Bullfighting, the corrida, is the spectacularly gruesome pageant that we all know with the matador and the cape. Bull-running, or Course Camarguaise, looks like more fun, for the bull, at least. It involves white clothed young men testing their skill by attempting to remove a garland from between the bull's horns, while the bull tries to toss them out of the ring. The bull is not killed in Course Camarguaise. I've never seen it but they showed movies of it, and it looked pretty wild.
It cost 21 euros for the three of us to enter the stadium and take the self-guide audio tour, but it was money well spent.
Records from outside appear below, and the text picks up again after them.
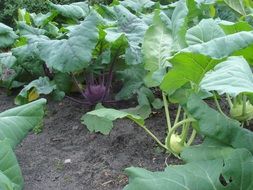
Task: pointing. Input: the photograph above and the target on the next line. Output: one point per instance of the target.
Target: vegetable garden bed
(179, 72)
(97, 161)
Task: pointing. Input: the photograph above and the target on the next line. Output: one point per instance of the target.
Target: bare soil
(97, 161)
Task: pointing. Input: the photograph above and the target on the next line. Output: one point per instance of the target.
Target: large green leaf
(74, 53)
(75, 10)
(222, 47)
(35, 88)
(7, 36)
(15, 123)
(14, 126)
(156, 48)
(7, 59)
(193, 176)
(232, 76)
(133, 28)
(237, 5)
(138, 5)
(101, 120)
(234, 171)
(205, 31)
(10, 173)
(221, 162)
(232, 28)
(218, 127)
(187, 67)
(132, 78)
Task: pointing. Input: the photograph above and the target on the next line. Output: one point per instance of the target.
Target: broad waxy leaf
(222, 47)
(10, 173)
(133, 28)
(222, 159)
(14, 126)
(101, 120)
(232, 76)
(138, 5)
(7, 59)
(192, 176)
(133, 80)
(25, 29)
(232, 28)
(187, 67)
(237, 5)
(15, 123)
(157, 47)
(35, 88)
(7, 36)
(75, 10)
(219, 128)
(74, 53)
(236, 170)
(205, 31)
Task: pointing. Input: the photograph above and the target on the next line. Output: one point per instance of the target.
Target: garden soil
(66, 156)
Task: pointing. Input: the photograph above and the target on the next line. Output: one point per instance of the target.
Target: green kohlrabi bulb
(236, 112)
(175, 143)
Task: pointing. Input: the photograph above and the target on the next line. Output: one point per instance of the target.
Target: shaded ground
(97, 161)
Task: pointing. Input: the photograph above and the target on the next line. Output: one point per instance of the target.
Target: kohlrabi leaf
(7, 59)
(7, 36)
(157, 47)
(233, 172)
(10, 173)
(209, 150)
(34, 89)
(74, 53)
(25, 29)
(187, 67)
(132, 78)
(236, 5)
(138, 5)
(192, 176)
(133, 28)
(232, 28)
(75, 10)
(232, 76)
(17, 122)
(101, 120)
(205, 31)
(223, 47)
(220, 128)
(14, 126)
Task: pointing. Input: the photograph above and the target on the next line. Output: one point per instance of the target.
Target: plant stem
(153, 136)
(217, 104)
(175, 127)
(167, 113)
(178, 115)
(244, 104)
(184, 132)
(77, 85)
(77, 101)
(110, 75)
(193, 135)
(230, 103)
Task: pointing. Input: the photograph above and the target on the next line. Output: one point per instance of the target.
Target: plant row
(188, 51)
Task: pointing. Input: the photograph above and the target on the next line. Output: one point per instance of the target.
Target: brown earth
(97, 161)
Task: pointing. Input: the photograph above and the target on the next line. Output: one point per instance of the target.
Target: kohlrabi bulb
(236, 112)
(175, 143)
(95, 93)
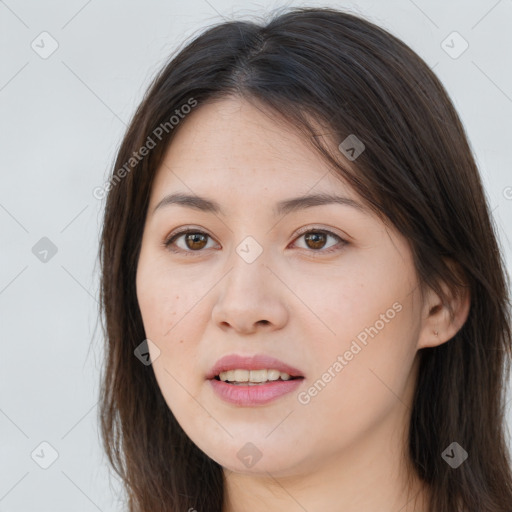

We spent the afternoon exploring and listening to the vivid descriptions of the Roman tournaments that were held there.
It was dusk by the time we tore ourselves away and Nimes was starting to liven up. Two beautifully decorated and lit-up carousels were open for business at opposite ends of the plaza and cafes were bustling. Em stopped for a ride on one of the carousels (note there are TWO storeys!).
On the way back to the car we found a Chinese restaurant that looked quite good. We picked up some takeaways - the first Chinese food I had had since San Diego. What a treat!
The sun was setting as we left Nimes and we drove back under skies the colour of ripe persimmons (nacho cheese orange, said Em). The sunset lasted so long and got so red that I thought we were being invaded by Martians but eventually it got dark, and then it was time for the All Blacks vs France game in Lyon, thoughtfully broadcast to the nation by one of the public television stations, France 2. What a great end to a perfect day.